Olongapo Telecom & Information Technology

Saturday, June 17, 2006

IT industry looks forward to automated elections

By MELVIN G. CALIMAG

The local IT industry, represented by the Philippine Computer Society (PCS), will be conducting intense lobbying and negotiations with the government and private sectors in the next six months to finally get the modernization of elections going.


The efforts would include lobbying both chambers of Congress to pass amendments to RA 8436 or the election modernization law to make it more technology neutral, according to PCS director Edmundo Casino.

"The law is so flawed that the provisions contained too much specific requirements of a certain technology that it looked a purchase order," said Casino, referring to OMR (optical mark recognition) technology.

This requirement virtually shut the doors to other systems such as Botong Pinoy, a homegrown automated voting system developed by local technology firm Mega Data Corp.

The company, perhaps exasperated by political foot-dragging, made a major move by donating the voting system to the Philippine government in an IT conference held last June 7.

The company, represented by its chairman and CEO Rafael Garcia III, led the symbolic turnover of the system’s software to PCS president Bing Van Tooren during the 11th PCS Information Technology Congress at the Crowne Plaza Hotel.

Mega Data Corp. said it made the decision to turnover the voting system for free and without strings attached after years of unsuccessfully convincing the government of the wisdom of adopting it for the elections.

"Now, I can say we have made our contribution for our country," said Garcia. "The ball is now in the hands of the Philippine community to pursue the implementation of computerized elections in 2007 and 2010."

Not to be confused with Mega Pacific Corp., the company whose election modernization contract was voided by the Supreme Court, Mega Data is the company behind the modernization projects at the National Bureau of Investigation (NBI) and Land Transportation Office (LTO).

Jose Avedillo, vice president of Mega Data Corp., said the company’s profitable business collaboration with the NBI and LTO afforded it to donate the voting software.

Botong Pinoy, the company said, addresses all problems peculiar to Philippine elections, particularly dagdag-bawas.
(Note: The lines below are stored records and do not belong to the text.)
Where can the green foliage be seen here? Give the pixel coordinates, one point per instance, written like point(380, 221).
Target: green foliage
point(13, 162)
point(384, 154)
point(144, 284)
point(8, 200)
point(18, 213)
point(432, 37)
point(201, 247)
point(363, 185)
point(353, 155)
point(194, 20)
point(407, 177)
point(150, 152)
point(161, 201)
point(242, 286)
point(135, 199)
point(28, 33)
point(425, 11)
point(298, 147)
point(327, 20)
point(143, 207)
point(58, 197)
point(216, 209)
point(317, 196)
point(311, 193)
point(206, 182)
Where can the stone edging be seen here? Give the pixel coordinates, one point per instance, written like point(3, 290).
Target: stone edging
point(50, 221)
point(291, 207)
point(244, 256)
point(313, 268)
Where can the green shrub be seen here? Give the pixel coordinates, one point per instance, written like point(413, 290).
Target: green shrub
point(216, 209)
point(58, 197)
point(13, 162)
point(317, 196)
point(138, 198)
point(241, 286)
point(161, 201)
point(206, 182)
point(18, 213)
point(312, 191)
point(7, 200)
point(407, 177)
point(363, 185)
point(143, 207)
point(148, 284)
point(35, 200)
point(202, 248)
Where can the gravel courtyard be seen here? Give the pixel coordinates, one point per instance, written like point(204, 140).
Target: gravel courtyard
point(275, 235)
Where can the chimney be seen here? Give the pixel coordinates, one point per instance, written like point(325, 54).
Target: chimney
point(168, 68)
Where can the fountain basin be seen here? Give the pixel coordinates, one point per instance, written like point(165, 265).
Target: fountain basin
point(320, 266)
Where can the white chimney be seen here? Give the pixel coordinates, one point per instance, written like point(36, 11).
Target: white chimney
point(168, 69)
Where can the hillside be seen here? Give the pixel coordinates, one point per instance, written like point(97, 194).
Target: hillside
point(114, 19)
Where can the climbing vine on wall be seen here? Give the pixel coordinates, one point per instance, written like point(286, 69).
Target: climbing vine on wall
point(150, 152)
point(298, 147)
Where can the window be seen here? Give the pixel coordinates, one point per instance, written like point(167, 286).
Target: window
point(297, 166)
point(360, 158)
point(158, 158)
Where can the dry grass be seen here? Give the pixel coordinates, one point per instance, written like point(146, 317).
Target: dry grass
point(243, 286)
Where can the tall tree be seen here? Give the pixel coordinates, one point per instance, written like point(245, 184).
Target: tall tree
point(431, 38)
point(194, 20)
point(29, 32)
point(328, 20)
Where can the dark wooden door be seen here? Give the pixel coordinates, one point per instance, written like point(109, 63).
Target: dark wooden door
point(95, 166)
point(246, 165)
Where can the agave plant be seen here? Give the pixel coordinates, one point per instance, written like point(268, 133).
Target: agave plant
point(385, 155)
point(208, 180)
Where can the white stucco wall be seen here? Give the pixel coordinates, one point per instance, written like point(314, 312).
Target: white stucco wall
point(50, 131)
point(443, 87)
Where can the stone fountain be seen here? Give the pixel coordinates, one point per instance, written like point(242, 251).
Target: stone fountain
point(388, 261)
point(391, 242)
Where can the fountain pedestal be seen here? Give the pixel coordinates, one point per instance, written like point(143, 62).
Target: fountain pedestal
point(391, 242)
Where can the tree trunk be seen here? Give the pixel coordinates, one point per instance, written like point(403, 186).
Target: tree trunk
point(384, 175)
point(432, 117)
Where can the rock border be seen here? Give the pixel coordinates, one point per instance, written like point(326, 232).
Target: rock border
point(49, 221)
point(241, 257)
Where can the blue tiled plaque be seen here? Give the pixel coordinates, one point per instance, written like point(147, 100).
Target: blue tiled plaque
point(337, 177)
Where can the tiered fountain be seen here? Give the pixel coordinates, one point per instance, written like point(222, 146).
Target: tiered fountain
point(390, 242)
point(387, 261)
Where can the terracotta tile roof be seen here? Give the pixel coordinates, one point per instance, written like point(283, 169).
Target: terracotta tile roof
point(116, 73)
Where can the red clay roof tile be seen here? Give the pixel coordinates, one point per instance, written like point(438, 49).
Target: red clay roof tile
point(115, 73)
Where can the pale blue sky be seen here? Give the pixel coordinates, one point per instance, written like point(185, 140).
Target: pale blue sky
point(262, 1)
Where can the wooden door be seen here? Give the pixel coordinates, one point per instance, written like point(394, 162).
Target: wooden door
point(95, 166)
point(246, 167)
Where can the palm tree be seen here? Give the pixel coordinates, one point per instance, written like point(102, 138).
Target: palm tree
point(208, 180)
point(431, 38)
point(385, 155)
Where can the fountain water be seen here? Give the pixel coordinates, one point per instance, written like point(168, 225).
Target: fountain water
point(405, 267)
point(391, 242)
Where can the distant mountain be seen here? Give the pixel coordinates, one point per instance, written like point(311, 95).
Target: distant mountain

The system can talk in ten major local languages and allows voters to vote by pointing at the picture of their chosen candidates.

Botong Pinoy uses regular PCs instead of proprietary counting machines, the company said. This setup, it added, will allow schools to use the PCs and borrowed only by the Comelec during election time.

To avoid fraud, the system is booted up from the CD and is not stored in the PC’s memory. A CD will be distributed to each election precinct across the country.

For all its strengths, the software donation made by Mega Data will mean nothing unless amendments to the law are made, said National Computer Center director general Tim Diaz de Rivera.

"So we’re hoping that the changes in the law will be made soon," Diaz de Rivera said, adding that the NCC will be part of the advisory council that will assist the Comelec in implementing the system in case the amendments are approved by Congress.

But just in case the legislative department fails to amend the law, PCS’s Casino said they still have a second option: To convince Comelec to conduct the elections via text messaging.

What could possibly be the first of its kind and worthy of the reputation of the Philippines as the text messaging capital of the world, the system would call for voters to register their name to the local election officer via SMS in order for them to vote.

Any message emanating from unregistered number will be rejected by the system, Casino said.

The system is far from finished though as the PCS is still discussing the project with the mobile operators, he added.

"But this is much better than for us counting sticks in the blackboard. Another elections of this kind will pave the way for another ‘Hello Garci’ controversy."